A Graph Based End To End Defect Prediction Framework
Summary :
Software defect prediction is one of the most explored research topics in software engineering. Modern software applications are often overly complicated and prone to failures. Software defect prediction (SDP) can alert on the risk of failure of a software component in the initial stages of development and help developers to appropriately schedule and prioritize their test efforts, reduce costs, and ensure software quality. Traditional statistical software defect prediction tools are always time-consuming and ineffective. We argue that machine learning algorithms with its ability in learning, classification, knowledge representation, etc. can capture useful properties of code that are difficult to extract by humans or other alternative research methods. However, the performance of machine learning tools varies depending on the quality of input data. Since the programming languages of modern applications hold increasingly complex characteristics which are difficult to understand, it is a prerequisite to provide a powerful representation of code analysis that can explore deeply the code software artifacts and capture useful information from different levels of abstraction of the programs. For these reasons, many efforts have been made to propose an efficient defect prediction tool, but the achievements do not represent yet high performance.

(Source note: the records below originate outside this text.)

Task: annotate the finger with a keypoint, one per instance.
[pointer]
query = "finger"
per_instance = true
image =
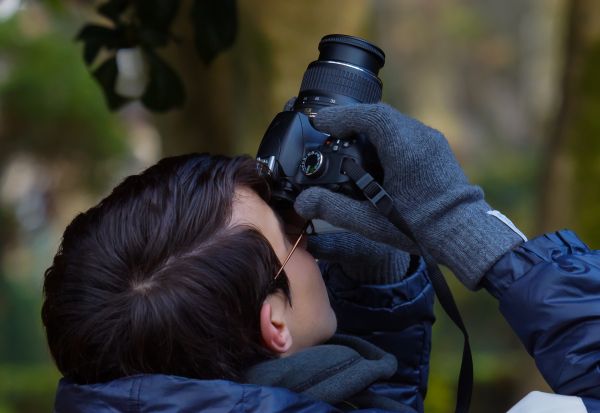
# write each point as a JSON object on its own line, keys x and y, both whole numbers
{"x": 341, "y": 211}
{"x": 346, "y": 245}
{"x": 344, "y": 121}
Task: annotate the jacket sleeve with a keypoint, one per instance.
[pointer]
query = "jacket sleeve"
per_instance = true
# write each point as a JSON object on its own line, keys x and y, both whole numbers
{"x": 549, "y": 292}
{"x": 395, "y": 317}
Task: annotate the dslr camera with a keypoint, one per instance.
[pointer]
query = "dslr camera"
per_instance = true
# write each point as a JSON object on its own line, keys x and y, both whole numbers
{"x": 299, "y": 156}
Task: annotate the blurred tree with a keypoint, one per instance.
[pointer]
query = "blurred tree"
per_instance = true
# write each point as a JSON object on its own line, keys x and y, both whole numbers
{"x": 570, "y": 193}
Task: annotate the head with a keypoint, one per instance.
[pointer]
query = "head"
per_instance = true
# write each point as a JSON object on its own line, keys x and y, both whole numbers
{"x": 174, "y": 273}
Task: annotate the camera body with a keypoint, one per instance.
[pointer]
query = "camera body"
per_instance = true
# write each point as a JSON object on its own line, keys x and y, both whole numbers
{"x": 298, "y": 155}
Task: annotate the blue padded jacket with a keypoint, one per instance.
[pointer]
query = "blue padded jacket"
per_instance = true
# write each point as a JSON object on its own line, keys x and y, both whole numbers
{"x": 549, "y": 292}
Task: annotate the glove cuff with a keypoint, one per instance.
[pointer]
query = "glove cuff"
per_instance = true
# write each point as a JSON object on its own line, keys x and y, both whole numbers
{"x": 472, "y": 238}
{"x": 390, "y": 269}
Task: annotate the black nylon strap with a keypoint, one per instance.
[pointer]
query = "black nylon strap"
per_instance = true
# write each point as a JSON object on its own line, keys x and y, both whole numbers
{"x": 385, "y": 205}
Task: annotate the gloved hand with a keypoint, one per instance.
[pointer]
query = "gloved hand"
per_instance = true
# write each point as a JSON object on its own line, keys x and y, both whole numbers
{"x": 447, "y": 214}
{"x": 361, "y": 259}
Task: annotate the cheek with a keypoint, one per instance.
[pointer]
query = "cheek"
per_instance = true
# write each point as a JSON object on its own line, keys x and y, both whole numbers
{"x": 307, "y": 285}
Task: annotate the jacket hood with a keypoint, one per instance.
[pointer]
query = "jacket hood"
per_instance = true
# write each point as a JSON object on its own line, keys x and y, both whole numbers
{"x": 169, "y": 394}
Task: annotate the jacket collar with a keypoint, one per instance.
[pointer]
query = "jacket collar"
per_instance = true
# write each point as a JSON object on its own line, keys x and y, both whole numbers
{"x": 332, "y": 372}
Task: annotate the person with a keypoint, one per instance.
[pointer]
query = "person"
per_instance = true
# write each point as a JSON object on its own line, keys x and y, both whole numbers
{"x": 182, "y": 291}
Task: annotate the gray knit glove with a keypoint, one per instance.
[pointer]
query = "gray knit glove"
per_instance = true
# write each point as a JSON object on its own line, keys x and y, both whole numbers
{"x": 448, "y": 216}
{"x": 361, "y": 259}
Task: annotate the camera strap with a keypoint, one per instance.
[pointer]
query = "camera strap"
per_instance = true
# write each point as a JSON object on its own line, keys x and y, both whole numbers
{"x": 384, "y": 203}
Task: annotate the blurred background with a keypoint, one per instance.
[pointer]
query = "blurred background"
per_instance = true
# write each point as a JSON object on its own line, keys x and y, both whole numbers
{"x": 513, "y": 85}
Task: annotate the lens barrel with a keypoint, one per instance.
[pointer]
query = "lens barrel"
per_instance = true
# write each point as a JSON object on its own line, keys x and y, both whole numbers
{"x": 345, "y": 73}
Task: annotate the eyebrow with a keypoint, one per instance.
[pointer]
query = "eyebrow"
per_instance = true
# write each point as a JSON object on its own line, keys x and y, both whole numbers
{"x": 280, "y": 222}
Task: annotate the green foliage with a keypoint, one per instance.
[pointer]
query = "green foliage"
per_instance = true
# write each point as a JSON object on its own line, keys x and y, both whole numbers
{"x": 584, "y": 147}
{"x": 147, "y": 24}
{"x": 215, "y": 26}
{"x": 51, "y": 107}
{"x": 165, "y": 90}
{"x": 27, "y": 388}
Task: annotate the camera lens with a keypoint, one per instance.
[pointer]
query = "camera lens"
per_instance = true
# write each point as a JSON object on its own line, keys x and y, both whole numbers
{"x": 345, "y": 73}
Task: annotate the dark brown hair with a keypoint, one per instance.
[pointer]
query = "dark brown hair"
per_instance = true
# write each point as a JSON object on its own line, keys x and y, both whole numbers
{"x": 154, "y": 280}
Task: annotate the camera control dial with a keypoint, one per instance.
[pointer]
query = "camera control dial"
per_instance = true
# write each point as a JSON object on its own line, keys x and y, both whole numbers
{"x": 312, "y": 164}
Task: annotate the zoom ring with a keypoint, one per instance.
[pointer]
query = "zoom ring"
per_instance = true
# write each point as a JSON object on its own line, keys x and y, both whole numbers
{"x": 337, "y": 79}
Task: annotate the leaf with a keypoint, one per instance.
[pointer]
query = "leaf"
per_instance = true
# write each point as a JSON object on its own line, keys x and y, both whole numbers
{"x": 215, "y": 26}
{"x": 157, "y": 14}
{"x": 165, "y": 90}
{"x": 94, "y": 38}
{"x": 106, "y": 75}
{"x": 113, "y": 9}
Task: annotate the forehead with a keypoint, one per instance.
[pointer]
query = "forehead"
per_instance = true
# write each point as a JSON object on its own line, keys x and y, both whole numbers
{"x": 250, "y": 209}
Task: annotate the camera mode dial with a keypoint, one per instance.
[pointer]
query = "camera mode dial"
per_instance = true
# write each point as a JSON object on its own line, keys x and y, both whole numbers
{"x": 312, "y": 164}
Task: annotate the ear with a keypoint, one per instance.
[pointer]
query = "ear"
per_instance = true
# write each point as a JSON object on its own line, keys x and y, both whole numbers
{"x": 274, "y": 330}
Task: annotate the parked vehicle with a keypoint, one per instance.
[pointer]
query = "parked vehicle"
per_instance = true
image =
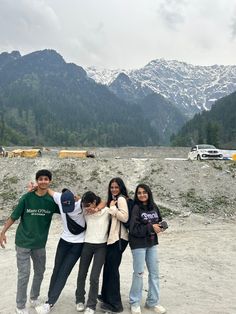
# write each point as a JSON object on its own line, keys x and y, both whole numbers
{"x": 3, "y": 152}
{"x": 204, "y": 151}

In this thesis, we focus on software defect prediction and propose a novel deep learning-based technique to enhance existing defect prediction approaches. To build predictive models, previous studies focused on classic machine learning algorithms and handcrafted traditional features (i.e., software metrics). The software metrics are designed manually to capture the static properties of the code. Such methods are time-consuming and inaccurate since they fail to capture the semantic meanings of programs. Recently, researchers exploited deep learning algorithms based on either tree representations of programs or precise graphs representing program execution flows. However, these models do not offer high performance and do not cover all types of bugs. They often fail to capture intra-procedural dependencies. Indeed, several bugs are related to these dependencies. Such information is important in modelling program functionality and can lead to a more accurate defect prediction.
The training procedure requires a sufficient historical data from a project to build a prediction model. Therefore, it is not practical for new projects, which have no or not enough historical data. An alternative solution is to train a prediction model by using data from other projects. The traditional approaches are based on metrics to select appropriate projects whose characteristics are close to the new project. However, the metrics are not enough to capture meaningful information from projects and then choose the best candidates that generalize well the new project. The differences between projects in several aspects such as the architecture, developer experience, coding style, the functional, etc. makes the selection task more complicated.

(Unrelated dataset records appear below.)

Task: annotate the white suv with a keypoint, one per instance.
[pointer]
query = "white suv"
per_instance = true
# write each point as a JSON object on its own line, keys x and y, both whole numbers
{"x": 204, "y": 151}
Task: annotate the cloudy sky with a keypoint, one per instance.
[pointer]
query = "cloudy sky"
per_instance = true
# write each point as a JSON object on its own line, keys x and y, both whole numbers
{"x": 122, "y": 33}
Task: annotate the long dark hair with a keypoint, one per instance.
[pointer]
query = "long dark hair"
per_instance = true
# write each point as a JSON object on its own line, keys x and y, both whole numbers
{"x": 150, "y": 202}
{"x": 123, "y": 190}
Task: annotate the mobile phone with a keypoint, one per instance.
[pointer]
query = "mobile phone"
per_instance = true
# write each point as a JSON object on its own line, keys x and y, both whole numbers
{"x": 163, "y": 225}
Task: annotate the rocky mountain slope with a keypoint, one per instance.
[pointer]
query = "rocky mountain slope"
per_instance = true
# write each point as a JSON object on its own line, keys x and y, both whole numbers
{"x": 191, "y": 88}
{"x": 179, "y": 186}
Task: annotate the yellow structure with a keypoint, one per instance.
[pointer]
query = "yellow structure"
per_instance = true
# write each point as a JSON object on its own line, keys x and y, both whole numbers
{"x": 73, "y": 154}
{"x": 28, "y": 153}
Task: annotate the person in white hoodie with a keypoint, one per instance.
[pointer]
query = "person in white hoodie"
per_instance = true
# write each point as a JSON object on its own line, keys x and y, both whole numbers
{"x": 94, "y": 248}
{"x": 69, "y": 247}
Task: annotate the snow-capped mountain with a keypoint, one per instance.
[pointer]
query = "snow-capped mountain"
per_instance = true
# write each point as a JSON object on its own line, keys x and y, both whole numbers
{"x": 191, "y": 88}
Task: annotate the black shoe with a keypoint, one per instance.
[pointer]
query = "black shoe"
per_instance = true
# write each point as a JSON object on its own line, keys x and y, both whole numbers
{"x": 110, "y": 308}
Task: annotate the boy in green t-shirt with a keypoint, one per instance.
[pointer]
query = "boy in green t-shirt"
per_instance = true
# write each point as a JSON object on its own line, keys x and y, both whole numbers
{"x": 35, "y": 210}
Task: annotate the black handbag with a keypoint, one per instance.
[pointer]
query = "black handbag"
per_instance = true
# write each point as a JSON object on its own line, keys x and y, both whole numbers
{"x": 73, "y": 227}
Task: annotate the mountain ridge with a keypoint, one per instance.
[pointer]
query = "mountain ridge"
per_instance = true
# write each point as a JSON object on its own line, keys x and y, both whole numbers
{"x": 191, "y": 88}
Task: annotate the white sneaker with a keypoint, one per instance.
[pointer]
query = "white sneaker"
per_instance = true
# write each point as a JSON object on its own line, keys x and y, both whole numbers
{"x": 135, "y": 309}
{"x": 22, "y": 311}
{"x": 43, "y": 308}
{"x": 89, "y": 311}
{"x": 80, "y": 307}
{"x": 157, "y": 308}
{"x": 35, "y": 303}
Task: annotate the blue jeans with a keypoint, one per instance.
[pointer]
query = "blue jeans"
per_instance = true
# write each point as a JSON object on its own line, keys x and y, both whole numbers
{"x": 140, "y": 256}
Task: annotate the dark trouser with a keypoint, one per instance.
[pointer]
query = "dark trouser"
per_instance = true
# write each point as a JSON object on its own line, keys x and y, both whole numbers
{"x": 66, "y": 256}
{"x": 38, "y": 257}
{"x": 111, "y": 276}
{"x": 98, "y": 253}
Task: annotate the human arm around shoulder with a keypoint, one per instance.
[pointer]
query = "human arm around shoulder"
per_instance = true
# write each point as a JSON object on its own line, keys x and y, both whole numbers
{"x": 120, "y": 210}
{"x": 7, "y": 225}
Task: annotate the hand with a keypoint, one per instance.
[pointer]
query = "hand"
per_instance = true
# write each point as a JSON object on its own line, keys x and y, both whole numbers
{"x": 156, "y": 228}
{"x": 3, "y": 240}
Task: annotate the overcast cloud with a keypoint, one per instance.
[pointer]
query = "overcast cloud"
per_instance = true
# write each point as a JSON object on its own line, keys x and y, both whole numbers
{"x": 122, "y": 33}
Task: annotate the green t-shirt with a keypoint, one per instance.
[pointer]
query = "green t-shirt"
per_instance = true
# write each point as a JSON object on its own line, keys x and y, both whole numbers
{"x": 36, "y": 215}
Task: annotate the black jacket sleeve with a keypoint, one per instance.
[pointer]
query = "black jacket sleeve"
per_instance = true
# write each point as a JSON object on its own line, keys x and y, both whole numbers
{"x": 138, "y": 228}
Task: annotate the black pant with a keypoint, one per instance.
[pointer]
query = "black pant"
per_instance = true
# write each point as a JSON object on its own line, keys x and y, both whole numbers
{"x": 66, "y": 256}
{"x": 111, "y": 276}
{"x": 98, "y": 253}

In this thesis, the emphasis was placed on two main tasks: First, to bridge the gap between programs' dependencies and defect prediction features, we propose an end-to-end deep learning algorithm to learn a powerful code representation including different levels of abstractions of code such as the syntax, the semantic and the dependencies automatically from code and further train and construct defect prediction classifier by using these complex features. The experimental results indicate that our approach can significantly improve the existing defect prediction approaches. Second, we propose a novel method to choose the best candidate projects for the project that lacks historical data. We evaluate the effectiveness of our method on 10 open-source projects. Results show that selecting carefully the projects can boost the performance of existing techniques and even of our proposed defect prediction framework, which considers all the other available projects and does not involve any selection strategy of projects.
Keywords: Defect Prediction; Deep Learning; Code Property Graph; Graph Conventional Neural Network; Abstract Syntax Tree; Control Flow Graph; Program Dependency Graph; Program Analysis.